O espaço-tempo é definido por Einstein como a junção entre o primeiro e o segundo, formando um “tecido” onde os eventos do Universo acontecem. Objetos muito massivos, como buracos negros ou estrelas, curvam esse tecido, porém quando giram muito rápido a curvatura pode ser ainda maior.

A descoberta contou com a participação de mais de 40 autores e foi liderada pelos Observatórios Astronômicos Nacionais da Academia Chinesa de Ciências, em parceria com a Universidade de Cardiff, no Reino Unido. Os resultados foram publicados em 10 de dezembro na revista científica Science Advances.

Para entender melhor a precessão de Lense-Thirring, imagine um pião girando dentro da água: o movimento irá arrastar o que estiver ao redor, criando um redemoinho. É exatamente o que ocorre quando o buraco negro gira e afeta o espaço-tempo.
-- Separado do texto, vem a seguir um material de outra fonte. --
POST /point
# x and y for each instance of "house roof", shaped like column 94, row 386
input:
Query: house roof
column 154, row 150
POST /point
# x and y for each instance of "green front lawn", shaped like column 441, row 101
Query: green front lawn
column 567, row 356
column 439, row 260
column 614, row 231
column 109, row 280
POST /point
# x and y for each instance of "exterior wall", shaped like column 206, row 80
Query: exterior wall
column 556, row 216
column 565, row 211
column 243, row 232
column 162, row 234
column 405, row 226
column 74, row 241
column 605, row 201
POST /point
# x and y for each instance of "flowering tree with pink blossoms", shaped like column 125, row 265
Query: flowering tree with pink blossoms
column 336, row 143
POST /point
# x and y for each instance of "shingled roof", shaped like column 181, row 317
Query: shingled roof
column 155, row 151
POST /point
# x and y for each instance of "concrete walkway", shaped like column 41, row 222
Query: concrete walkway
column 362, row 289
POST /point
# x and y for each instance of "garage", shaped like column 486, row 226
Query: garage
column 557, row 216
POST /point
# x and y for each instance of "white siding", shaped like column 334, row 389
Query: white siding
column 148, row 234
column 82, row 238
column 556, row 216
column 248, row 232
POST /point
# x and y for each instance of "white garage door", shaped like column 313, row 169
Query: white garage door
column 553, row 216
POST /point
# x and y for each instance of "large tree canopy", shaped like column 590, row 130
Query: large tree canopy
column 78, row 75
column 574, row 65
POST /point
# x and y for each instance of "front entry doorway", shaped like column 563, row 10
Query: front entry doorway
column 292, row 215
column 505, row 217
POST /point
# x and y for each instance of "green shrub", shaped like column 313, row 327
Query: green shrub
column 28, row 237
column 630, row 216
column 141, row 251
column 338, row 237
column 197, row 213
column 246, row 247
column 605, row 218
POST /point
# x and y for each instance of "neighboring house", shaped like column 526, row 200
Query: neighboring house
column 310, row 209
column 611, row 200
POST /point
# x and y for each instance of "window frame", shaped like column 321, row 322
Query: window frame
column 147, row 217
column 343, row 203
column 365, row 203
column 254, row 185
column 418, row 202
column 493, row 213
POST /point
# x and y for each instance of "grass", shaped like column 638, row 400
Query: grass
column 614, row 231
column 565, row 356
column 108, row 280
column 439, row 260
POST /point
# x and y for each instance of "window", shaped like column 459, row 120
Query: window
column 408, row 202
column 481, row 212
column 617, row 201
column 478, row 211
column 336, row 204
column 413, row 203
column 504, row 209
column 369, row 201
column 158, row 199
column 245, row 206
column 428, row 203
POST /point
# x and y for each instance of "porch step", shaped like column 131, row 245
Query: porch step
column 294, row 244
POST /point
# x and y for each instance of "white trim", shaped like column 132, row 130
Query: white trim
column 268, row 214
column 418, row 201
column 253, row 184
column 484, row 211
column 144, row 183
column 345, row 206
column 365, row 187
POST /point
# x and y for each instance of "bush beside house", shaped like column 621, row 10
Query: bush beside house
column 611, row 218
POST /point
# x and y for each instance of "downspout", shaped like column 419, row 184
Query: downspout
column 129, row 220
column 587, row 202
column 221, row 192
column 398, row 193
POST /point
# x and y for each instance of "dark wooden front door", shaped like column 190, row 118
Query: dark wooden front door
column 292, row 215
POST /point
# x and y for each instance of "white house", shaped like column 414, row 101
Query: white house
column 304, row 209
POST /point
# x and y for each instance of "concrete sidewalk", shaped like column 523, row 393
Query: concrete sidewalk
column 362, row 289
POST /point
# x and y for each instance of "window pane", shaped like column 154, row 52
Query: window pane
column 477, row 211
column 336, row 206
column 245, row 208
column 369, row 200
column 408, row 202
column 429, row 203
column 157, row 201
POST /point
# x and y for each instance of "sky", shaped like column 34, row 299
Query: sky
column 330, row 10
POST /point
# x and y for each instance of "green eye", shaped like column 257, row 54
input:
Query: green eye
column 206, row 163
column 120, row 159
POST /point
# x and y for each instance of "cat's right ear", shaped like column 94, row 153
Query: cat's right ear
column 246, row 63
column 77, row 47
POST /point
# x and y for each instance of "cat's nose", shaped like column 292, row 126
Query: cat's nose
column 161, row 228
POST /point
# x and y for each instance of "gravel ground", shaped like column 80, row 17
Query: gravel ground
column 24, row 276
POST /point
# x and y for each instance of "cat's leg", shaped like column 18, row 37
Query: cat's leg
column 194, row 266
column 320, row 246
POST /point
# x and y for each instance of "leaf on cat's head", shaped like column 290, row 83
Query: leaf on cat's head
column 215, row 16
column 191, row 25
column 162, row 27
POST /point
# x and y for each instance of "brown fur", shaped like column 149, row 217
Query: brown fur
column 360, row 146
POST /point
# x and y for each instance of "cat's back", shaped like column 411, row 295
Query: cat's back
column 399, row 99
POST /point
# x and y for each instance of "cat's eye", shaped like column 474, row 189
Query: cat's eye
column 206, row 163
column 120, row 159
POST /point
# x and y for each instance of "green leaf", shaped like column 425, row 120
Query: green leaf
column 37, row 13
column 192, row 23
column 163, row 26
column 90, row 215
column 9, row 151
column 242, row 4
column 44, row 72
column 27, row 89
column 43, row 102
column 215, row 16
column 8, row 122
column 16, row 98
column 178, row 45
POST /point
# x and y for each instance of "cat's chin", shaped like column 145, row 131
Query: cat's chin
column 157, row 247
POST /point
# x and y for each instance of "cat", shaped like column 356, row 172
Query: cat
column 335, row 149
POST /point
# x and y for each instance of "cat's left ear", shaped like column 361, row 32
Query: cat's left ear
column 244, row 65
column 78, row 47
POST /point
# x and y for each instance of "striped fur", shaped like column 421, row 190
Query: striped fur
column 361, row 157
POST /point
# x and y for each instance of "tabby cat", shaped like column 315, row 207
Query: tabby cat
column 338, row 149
A mobilidade fará com que discos de matéria e jatos de partículas próximos oscilem, como se estivessem “bambeando”.

O fenômeno na prática

Fora do papel, o efeito em questão foi detectado no AT2020afhd, um evento de ruptura de maré (TDE, na sigla em inglês) – fenômeno astronômico que acontece quando uma estrela se aproxima e é despedaçada pelas forças gravitacionais de um buraco negro. Assim que destruída, os restos estelares formaram um disco de matéria girando ao redor do buraco negro e parte desse material foi lançado em jatos em velocidades muito rápidas.

Ao analisar sinais de raio X e rádio ligados ao AT2020afhd, foi possível identificar o disco giratório e os jatos oscilando juntos, em um ciclo que durou 20 dias, formando uma espécie de sistema único impactado pelo espaço-tempo se movimentando. O efeito identificado é exatamente o teorizado pela precessão de Lense-Thirring.
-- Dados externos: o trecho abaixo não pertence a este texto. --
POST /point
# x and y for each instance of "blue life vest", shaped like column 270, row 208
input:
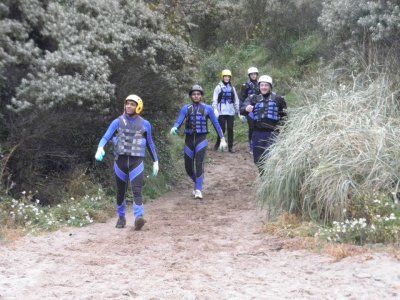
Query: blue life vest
column 196, row 119
column 226, row 95
column 130, row 138
column 252, row 88
column 266, row 110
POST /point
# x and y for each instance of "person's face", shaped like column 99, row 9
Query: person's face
column 265, row 88
column 130, row 107
column 253, row 76
column 196, row 96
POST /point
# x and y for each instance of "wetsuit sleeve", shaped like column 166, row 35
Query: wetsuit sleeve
column 236, row 101
column 217, row 90
column 243, row 93
column 149, row 141
column 248, row 101
column 214, row 120
column 282, row 109
column 182, row 116
column 109, row 133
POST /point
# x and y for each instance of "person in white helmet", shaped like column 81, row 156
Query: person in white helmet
column 195, row 116
column 133, row 136
column 269, row 111
column 250, row 89
column 226, row 105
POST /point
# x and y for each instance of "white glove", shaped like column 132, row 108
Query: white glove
column 155, row 168
column 223, row 145
column 100, row 154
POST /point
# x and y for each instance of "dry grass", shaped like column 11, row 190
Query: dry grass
column 299, row 235
column 10, row 234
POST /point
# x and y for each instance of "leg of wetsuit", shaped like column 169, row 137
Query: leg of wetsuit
column 189, row 156
column 230, row 122
column 221, row 121
column 200, row 151
column 121, row 175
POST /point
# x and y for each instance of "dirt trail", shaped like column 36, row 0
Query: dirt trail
column 190, row 249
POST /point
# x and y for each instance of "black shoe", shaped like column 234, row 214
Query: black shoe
column 121, row 222
column 139, row 222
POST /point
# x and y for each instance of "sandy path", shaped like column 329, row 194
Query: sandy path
column 190, row 249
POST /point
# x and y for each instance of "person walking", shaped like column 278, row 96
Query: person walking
column 196, row 115
column 269, row 111
column 131, row 135
column 249, row 89
column 226, row 105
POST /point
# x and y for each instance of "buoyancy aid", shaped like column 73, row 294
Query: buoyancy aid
column 196, row 119
column 130, row 138
column 266, row 109
column 227, row 94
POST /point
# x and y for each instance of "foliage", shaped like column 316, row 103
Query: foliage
column 65, row 68
column 34, row 217
column 346, row 144
column 368, row 27
column 373, row 219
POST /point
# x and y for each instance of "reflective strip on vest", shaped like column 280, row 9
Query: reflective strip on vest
column 252, row 88
column 196, row 119
column 131, row 139
column 266, row 110
column 227, row 94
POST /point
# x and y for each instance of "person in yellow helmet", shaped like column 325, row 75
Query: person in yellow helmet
column 226, row 105
column 133, row 136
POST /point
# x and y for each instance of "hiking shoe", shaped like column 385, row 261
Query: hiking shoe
column 121, row 222
column 139, row 222
column 198, row 194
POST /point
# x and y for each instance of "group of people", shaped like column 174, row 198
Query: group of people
column 131, row 134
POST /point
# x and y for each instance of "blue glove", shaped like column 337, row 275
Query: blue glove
column 155, row 168
column 100, row 154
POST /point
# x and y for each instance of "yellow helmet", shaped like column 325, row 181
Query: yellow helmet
column 138, row 100
column 226, row 72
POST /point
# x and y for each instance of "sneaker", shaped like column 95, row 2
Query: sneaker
column 139, row 222
column 121, row 222
column 198, row 194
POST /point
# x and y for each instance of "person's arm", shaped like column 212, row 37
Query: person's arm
column 250, row 101
column 217, row 90
column 214, row 121
column 236, row 101
column 149, row 141
column 100, row 153
column 243, row 93
column 109, row 133
column 181, row 117
column 282, row 110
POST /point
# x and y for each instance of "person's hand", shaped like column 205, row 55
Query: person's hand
column 155, row 168
column 223, row 145
column 249, row 108
column 216, row 112
column 100, row 154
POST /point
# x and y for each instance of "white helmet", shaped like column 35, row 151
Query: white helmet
column 265, row 78
column 252, row 70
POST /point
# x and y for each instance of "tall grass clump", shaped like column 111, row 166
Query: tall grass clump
column 338, row 147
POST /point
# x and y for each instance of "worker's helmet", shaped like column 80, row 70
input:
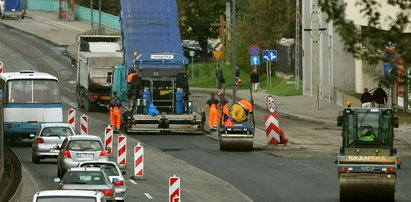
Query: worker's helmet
column 246, row 105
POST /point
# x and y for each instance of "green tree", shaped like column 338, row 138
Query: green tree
column 368, row 42
column 196, row 19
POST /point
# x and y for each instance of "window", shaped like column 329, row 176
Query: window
column 84, row 145
column 56, row 131
column 85, row 177
column 33, row 91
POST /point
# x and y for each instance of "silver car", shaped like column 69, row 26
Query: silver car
column 92, row 179
column 69, row 196
column 47, row 137
column 79, row 148
column 114, row 173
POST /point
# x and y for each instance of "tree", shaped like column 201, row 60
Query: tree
column 196, row 19
column 368, row 42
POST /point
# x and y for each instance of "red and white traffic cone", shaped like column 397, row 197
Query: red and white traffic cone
column 122, row 151
column 71, row 118
column 138, row 162
column 108, row 139
column 84, row 125
column 174, row 188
Os dados investigados vieram do Observatório Neil Gehrels Swift (Swift), da Nasa, e do Very Large Array Karl G. Jansky (VLA), da National Radio Astronomy Observatory (NRAO). Também foram identificados a composição, estrutura e o comportamento do material através de espectroscopia eletromagnética, o que também auxiliou na detecção do fenômeno.
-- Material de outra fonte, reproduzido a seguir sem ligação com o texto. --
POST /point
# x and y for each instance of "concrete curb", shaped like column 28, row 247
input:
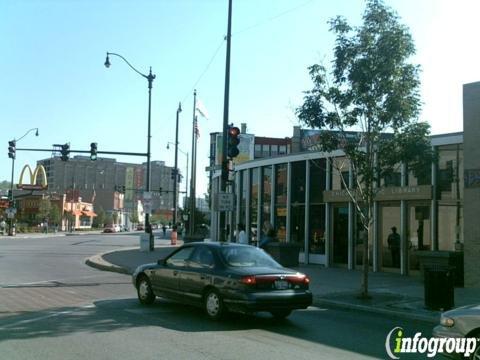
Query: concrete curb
column 97, row 262
column 376, row 310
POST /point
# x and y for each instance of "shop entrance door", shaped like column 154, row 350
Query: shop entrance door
column 340, row 234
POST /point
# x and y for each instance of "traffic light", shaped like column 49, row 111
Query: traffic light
column 11, row 149
column 93, row 151
column 233, row 141
column 65, row 152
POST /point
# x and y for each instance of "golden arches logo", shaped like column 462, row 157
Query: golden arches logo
column 38, row 178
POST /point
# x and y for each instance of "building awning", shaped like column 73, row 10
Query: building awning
column 89, row 213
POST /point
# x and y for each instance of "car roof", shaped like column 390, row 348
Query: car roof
column 216, row 244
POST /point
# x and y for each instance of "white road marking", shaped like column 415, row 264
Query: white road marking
column 52, row 314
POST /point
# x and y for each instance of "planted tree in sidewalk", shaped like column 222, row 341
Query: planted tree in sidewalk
column 99, row 220
column 44, row 209
column 367, row 106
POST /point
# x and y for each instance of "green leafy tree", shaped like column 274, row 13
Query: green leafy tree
column 371, row 89
column 134, row 218
column 115, row 217
column 108, row 218
column 44, row 209
column 99, row 220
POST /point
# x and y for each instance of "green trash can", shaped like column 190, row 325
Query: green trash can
column 439, row 288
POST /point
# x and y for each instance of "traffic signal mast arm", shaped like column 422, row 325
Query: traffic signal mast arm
column 88, row 152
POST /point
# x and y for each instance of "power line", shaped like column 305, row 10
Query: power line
column 205, row 70
column 263, row 22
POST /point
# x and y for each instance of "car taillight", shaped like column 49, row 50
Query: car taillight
column 299, row 279
column 248, row 280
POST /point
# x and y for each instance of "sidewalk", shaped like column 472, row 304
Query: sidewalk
column 391, row 294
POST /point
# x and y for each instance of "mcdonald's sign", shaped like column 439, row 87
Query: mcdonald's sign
column 37, row 179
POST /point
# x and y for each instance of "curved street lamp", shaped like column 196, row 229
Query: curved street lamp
column 150, row 77
column 14, row 143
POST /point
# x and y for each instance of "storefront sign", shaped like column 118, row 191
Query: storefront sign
column 421, row 192
column 37, row 179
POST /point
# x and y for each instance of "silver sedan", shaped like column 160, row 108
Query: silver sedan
column 461, row 323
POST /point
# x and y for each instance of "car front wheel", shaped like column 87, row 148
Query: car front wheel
column 476, row 353
column 281, row 314
column 145, row 292
column 213, row 304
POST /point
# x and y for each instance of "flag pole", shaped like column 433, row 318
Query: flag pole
column 191, row 217
column 224, row 177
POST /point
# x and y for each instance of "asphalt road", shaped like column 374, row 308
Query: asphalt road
column 53, row 306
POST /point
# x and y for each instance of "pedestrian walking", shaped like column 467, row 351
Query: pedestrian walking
column 173, row 235
column 242, row 235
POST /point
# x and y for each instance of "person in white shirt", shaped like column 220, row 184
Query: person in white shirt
column 242, row 235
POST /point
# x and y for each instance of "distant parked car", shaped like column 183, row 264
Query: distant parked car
column 463, row 322
column 223, row 277
column 109, row 229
“Nosso estudo apresenta a evidência mais convincente até o momento da precessão de Lense-Thirring — um buraco negro arrastando o espaço-tempo consigo de maneira muito semelhante a como um pião girando arrasta a água ao seu redor em um redemoinho. Isto é um verdadeiro presente para os físicos, pois confirmamos previsões feitas há mais de um século”, exata o coautor do artigo, Cosimo Inserra, em comunicado.

Além de confirmar a teoria com mais de 100 anos, a descoberta auxiliará estudos futuros sobre a rotação de buracos negros.